Katara waits until Sokka has fallen asleep, and it’s just her and Aang sitting by the dying embers of the fire.

“Aang,” She says, and hesitates. Does she really want to bring this up now, when he is still so fragile? Even if she couldn’t feel his grief as painfully as her own, it’s evident on his face. “At the Southern Air Temple . . .”

She trails off when Aang looks back at her. 

“I don’t know what happened,” He says, and his face crumples in pain. “I just felt so sad, and so angry.”

“I know,” Katara says, and summons her courage. “I know . . . because I felt what you were feeling.”

His eyes widen in shock. Ever since she was a child, Katara knew the fundamental truth of soulmates-you’d always be able to feel your soulmate’s pain, whether it was physical or emotional. Aang must’ve been taught the same thing a hundred years ago. 

“And I don’t want to jump to conclusions, but . . .” She finishes helplessly. 

“Could we . . . could we test it out?” He says shyly.

“Okay, uh, close your eyes. No peeking!” She adds, and Aang turns away from her, his eyes squeezed shut. Katara digs in her bag, and grabs the knife she uses for eating. She doesn’t cut herself with the blade, but instead digs the handle into her palm for ten seconds.

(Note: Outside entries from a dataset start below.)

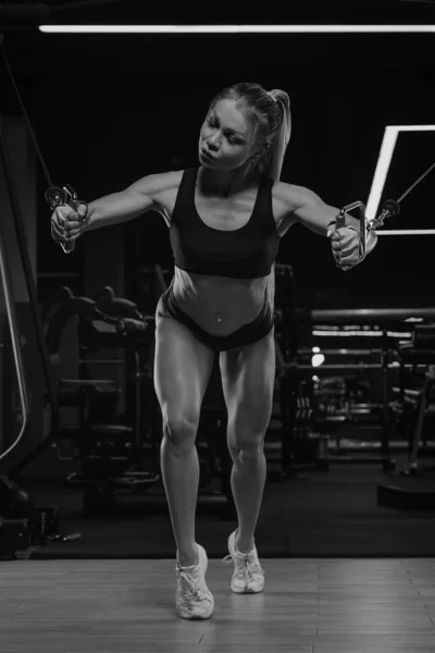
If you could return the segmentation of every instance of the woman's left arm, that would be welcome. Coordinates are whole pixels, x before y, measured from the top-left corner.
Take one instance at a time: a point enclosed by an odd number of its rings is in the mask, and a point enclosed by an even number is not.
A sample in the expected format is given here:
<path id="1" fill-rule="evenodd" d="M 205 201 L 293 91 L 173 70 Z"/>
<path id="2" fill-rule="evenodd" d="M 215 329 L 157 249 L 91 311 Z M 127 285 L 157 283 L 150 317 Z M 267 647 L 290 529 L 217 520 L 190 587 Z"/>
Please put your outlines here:
<path id="1" fill-rule="evenodd" d="M 337 207 L 325 204 L 319 195 L 304 188 L 283 184 L 283 196 L 295 222 L 299 222 L 321 236 L 331 239 L 333 254 L 341 268 L 355 266 L 359 260 L 361 247 L 359 232 L 360 222 L 353 215 L 346 213 L 347 226 L 336 229 L 336 219 L 340 212 Z M 365 254 L 370 254 L 377 242 L 374 231 L 370 232 Z M 341 264 L 343 262 L 343 264 Z"/>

When she turns back, Aang says, “I felt this sort of pressure in my palm, I think.”

“Are we . . . are we soulmates, then?” Katara says cautiously. The words are so strange, so unfamiliar to a girl who thought she’d never find her own soulmate. 

“I think so,” Aang says, and hurriedly adds: “But soulmates don’t have to be romantic or anything! We’re just friends, and we don’t have to be anything more. Right?”

“Right,” Katara agrees, and pushes dirt over the ashes of the fire. “Goodnight!”

“Goodnight,” Aang says cheerfully, and they turn away to slide into their sleeping bags. 

Katara should feel relieved about their conversation, but her stomach is hollow with . . . disappointment? She shakes off the feeling, and forces herself into sleep.

 

A small flame bursts into life in Aang’s hand, and Katara grins at him. 

“I did it! I made fire!” He exclaims, but Katara’s smile fades when she sees how big it’s growing. 

“Aang, that’s great, but . . . shouldn’t you take it slow?” 

He doesn’t seem to hear her, and starts tossing the flame back and forth between his hands. “Now that’s some firebending!” He says triumphantly, and Katara takes a small step back.

“Aang, you’ll hurt yourself.” She says, concerned. Fire is dangerous, and who knows what will happen if he loses control?

“I wonder how that juggler did it,” He wonders, and tosses his arms out. She stumbles back, but the edge of the flame catches on her hands. She cries out, cradling her hands close to her.

It burns, like nothing else, and Sokka rushes to her side from the forest. 

“Katara, I’m so sorry!” Aang shouts, his face pale with pain. In her haze, she remembers he must be feeling the same agony. 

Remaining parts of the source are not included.